Otto domande, otto risposte l'otto del mese.
Alluvioni e siccità

di Michele Zarrella

Luglio 2012: alluvioni e siccità. Quale lezione?
Le manifestazioni estreme del clima continuano ad accadere con maggiore frequenza. Alluvioni in Russia e siccità nell’est dell’America. Centinaia di morti “ufficiali”. Il Corriere della sera descrive: un'alluvione che in alcuni punti ha sfiorato i sette metri, venti fortissimi, onde paurose, frane, smottamenti e case sommerse d'improvviso in piena notte. I danni che si estendono alle tutte specie viventi, alle coltivazioni agricole, alla produzione ai trasporti. Le tempeste producono danni gravissimi e per un tempo lungo.

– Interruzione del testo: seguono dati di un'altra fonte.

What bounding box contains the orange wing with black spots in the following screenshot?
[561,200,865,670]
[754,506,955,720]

Ma a cos’è dovuto l’estremizzazione dei fenomeni climatici?
Principalmente all’emissione di gas serra da parte antropica che sta cambiando l’equilibrio della concentrazione dell’atmosfera. Fino a quando la concentrazione di CO2 è rimasta al di sotto delle 300 parti per milione (ppm) di volume il clima si è mantenuto stabile per 425.000 anni. Dal 1930 in poi la crescita della concentrazione dei gas serra è aumentata sempre e laconcentrazione di CO2 ha raggiunto le 392 ppm e continua a salire esponenzialmente. Una situazione che diventa sempre più pericolosa.
Quindi questi fenomeni estremi del clima sono il campanello d'allarme?

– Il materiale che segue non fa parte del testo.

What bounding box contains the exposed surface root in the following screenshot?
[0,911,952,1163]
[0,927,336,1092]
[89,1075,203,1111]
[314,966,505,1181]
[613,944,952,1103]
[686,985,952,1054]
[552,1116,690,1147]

James Hansen nel suo libro TEMPESTE descrive da scienziato i segnali a cui dobbiamo dare retta per non oltrepassare il punto di non ritorno. Analizzando la variazione della concentrazione di CO2 e la corrispondente variazione della temperatura dell’atmosfera fino a 425.000 anni fa ha consigliato di ridurre drasticamente le attività che producono gas serra. In particolare lo sfruttamento delle fonti fossili e in primis il carbone.

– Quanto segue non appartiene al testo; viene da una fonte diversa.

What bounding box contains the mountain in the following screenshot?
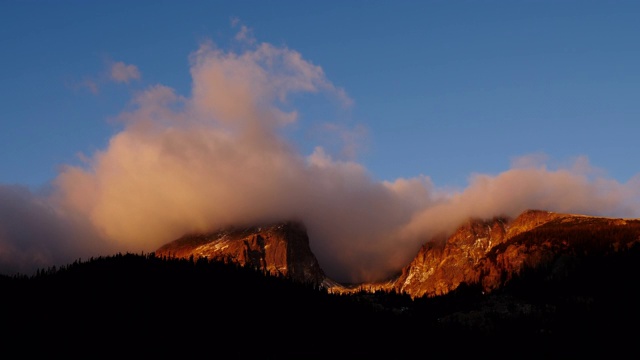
[155,210,640,298]
[155,221,327,286]
[392,210,640,297]
[5,210,640,359]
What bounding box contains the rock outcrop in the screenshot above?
[155,222,326,285]
[155,210,640,298]
[392,210,640,298]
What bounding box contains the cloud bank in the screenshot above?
[0,28,640,282]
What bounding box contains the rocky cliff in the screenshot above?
[155,222,326,285]
[156,210,640,298]
[391,210,640,298]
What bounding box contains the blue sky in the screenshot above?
[5,1,640,186]
[0,0,640,281]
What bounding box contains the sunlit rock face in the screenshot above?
[155,210,640,298]
[394,210,640,298]
[155,222,325,285]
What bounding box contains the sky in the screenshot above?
[0,0,640,282]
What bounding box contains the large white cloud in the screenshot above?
[0,30,640,282]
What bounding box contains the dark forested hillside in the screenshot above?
[0,246,640,359]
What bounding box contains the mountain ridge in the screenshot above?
[156,209,640,298]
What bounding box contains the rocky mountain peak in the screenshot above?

Allora la lezione è quella di imparare dal passato?
Certamente. Analizzare il passato ci dà la certezza dei dati e non delle semplici teorie. Una famosa frase dice: L’uomo che dimentica la propria storia è condannato a riviverla. Il grosso problema è che per i cambiamenti climatici si rischia di raggiungere un punto di non ritorno e di non rivivere nient'altro. A riguardo segnalo un mio vecchio articolo sulla civiltà di Rapa Nui che si autodistrusse e raggiunse il punto di non ritorno quanto abbatté l'ultimo albero:  http://www.ildialogo.org/ambiente/riflessioni_1354921438.htm
Faccia un esempio semplice.
Beh l’esempio più semplice che mi viene in mente è quello della caffettiera moka. Quando accendiamo la fiamma aumenta la temperatura e l’acqua, spinta dalla pressione che si crea nella vasca inferiore, sale in quella superiore. Quando spegniamo il gas vediamo che gli ultimi spruzzi di acqua-caffè e il vapore acqueo escono dalla caffettiera ancora per decine di secondi. Per il riscaldamento globale si avrà una situazione analoga: anche se riducessimo all'istante tutte le emissioni di gas serra, l'effetto continuerebbe per decine di anni ancora, così come continua a "spruzzare" la caffettiera, con l’aggravante che noi non potremo "spegnere all'istante" l'emissionie di gas serra e quindi il fenomeno non si arresterà dopo poco tempo ma occorreranno secoli.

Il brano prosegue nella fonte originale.